Social Strategist, Communicator, Writer, and Podcaster with a curiosity for tech and how people use it. Believer in an Internet for everyone. Early adopter (and leaver) and experimenter with social media. Occasional test pilot of shiny new objects. Avid tea drinker.

  1. Will Knott

    It might also have less to do with trust and maybe more with cost.

    Cost of 1 e-mail = cost of 1,000,000 emails
    that’s the basis of spam, 0.01% response rates are profitable

    On the other hand, cost of sending 1 text != cost of 1,000,000 texts
    In some US states, the costs of receiving a commercial text should be refunded.

    Since there is a heavy price to block text in large numbers on a regular basis, its not going to be used.

    And if instead of texting, they call, you can keep them on the line and cost them more (yes I have done this, I’m cruel)

  2. Helena Markou

    Maybe it’s to do with the order in which you were first intorduced to the technology.

    In Japan, all mobile phones are 3G and have email accounts allocated to them (unsurprisingly SMS is rendered obsolete). You can quite easily give out your mobile email address to someone without telling them your phone number.
    In fact it is the norm to have a keitai (mobile) full of emails not numbers. Possibly because both comms channels are available simultaneously, giving out your phone number is reserved for close friends.
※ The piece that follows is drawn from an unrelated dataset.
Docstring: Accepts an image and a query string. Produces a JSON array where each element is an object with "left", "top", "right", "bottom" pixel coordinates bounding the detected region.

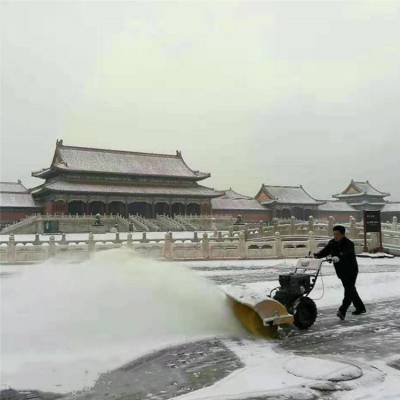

    Although it might have more to do with the fact that as all phones are 3G, you can track a person via GPS providing you know thier phone number.

  3. Gregory B.

    I’m young but I still prefer to give an email address than my phone number and it’s the same for most of my friends. I’m not sure this trust has something to do with our age or our generation. Maybe it’s related to where we live or where we come from (in my case, Belgium). Actually I don’t trust most of the companies enough to even give them my email address, so my phone number…just forget it.